Брайтон-авеню – конечная станция метро, далее океан. Ночью был дождь, на москитной сетке скопилась влага, её-то и сорвало потоком воздуха. «Активные ощущения», - подумал я тогда, даже не пытаясь вновь заснуть.
Впереди меня, когда я рано утром отправился к месту остановки туристического автобуса, шел лохматый босяк лет 50-ти. Он не пропускал ни одного телефон автомата: деловито и уверенно подходил к ним и нажимал на рычаг в надежде, что из приемника монет вывалится хотя бы один цент. Иногда он стучал по автомату, как это делал Лёлик из фильма «Бриллиантовая рука». Он не оглядывался воровато по сторонам, а шел, как хозяин, этой авеню. Я пригляделся к нему и поразился. На белоснежных его брюках из чесучи не было ни единого пятнышка. На ногах нестарые ботинки, носков нет. Модная в горизонтальную полоску рубашка словно говорила о недалеком прошлом её владельца. Как сказал бы остроумный Марк Твен: мои предки предпочитали полосатую одежду и общественные работы на каменоломне. Он почувствовал мой взгляд и оглянулся. Отнюдь не смущенный, а злой взгляд рыжих глаз уставился на меня. Я поспешил обогнать его от греха подальше. Кто он? Босяк – король или король босяков, совершающий утреннюю разминку рук? Вопросы без ответов.

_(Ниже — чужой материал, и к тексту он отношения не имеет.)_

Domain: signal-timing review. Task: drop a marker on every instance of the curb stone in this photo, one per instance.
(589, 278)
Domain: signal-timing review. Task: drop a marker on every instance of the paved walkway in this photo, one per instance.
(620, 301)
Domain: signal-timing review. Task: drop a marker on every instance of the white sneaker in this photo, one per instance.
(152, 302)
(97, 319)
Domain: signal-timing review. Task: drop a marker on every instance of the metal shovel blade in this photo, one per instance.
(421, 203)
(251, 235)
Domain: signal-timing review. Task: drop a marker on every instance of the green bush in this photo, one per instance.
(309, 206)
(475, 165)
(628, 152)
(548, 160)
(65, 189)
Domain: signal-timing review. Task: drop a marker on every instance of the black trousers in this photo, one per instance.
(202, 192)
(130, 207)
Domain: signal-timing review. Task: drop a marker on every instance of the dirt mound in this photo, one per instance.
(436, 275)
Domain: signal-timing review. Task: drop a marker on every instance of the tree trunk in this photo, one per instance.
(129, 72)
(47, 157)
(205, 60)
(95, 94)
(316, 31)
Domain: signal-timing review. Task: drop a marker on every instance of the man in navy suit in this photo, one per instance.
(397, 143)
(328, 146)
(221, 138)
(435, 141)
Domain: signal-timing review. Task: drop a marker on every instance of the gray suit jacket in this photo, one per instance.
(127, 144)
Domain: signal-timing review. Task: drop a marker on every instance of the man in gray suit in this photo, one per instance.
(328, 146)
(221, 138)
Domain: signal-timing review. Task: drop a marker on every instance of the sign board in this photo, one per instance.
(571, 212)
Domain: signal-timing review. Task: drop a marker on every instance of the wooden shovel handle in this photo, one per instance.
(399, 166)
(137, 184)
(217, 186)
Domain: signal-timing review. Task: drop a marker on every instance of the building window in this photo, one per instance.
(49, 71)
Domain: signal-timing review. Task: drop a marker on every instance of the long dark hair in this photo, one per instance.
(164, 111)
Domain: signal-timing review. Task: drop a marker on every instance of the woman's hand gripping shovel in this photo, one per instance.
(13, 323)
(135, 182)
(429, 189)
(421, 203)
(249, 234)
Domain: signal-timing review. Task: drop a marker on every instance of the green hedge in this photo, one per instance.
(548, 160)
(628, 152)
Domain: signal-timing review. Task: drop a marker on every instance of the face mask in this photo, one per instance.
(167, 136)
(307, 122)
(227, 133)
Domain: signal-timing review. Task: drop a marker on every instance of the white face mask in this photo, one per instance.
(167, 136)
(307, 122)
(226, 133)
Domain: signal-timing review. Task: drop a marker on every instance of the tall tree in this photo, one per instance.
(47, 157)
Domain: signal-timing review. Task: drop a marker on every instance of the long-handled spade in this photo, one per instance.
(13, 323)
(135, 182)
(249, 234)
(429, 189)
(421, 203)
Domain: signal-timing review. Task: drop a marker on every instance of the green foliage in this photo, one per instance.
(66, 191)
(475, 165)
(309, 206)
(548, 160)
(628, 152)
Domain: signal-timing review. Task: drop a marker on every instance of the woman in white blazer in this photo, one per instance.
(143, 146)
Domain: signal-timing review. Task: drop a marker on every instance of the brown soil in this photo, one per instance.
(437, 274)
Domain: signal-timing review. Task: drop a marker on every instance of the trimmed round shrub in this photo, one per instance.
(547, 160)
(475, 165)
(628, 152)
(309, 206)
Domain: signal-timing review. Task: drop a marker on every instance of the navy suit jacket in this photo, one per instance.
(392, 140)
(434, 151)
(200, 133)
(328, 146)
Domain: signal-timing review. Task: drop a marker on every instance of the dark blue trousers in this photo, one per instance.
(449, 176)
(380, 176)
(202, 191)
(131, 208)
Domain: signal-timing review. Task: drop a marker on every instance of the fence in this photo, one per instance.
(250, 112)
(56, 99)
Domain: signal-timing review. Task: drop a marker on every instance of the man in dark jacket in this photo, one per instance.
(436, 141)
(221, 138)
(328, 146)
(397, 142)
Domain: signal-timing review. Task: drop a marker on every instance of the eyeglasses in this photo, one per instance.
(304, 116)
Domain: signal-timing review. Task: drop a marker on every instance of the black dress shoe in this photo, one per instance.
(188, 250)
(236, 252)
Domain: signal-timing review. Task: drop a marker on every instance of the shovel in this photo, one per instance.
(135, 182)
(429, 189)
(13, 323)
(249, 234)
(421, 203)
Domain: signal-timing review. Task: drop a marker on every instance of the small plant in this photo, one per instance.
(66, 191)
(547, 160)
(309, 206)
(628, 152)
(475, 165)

Тесные улицы, без просветов прилепившиеся друг к другу 2-3-х этажные дома, мусор в черных пакетах у края тротуара. Во всем громадном городе после окончания рабочего дня мусор из офисов выносят на обочину дороги. И на Бродвее и на Пятой авеню и на Брайтоне. Везде. Празднично одетые люди без церемоний обходят эти черные мешки и спешат в знаменитый мюзик-холл на Бродвее, на здании которого до сих пор пляшет уже внучка той электрической Терпсихоры, которую когда-то видел Есенин, без. Ночью или под утро черные мешки должны быть убраны. В центре так и происходит, но вот до Бруклина не все мусорные машины успевают доехать за ночь.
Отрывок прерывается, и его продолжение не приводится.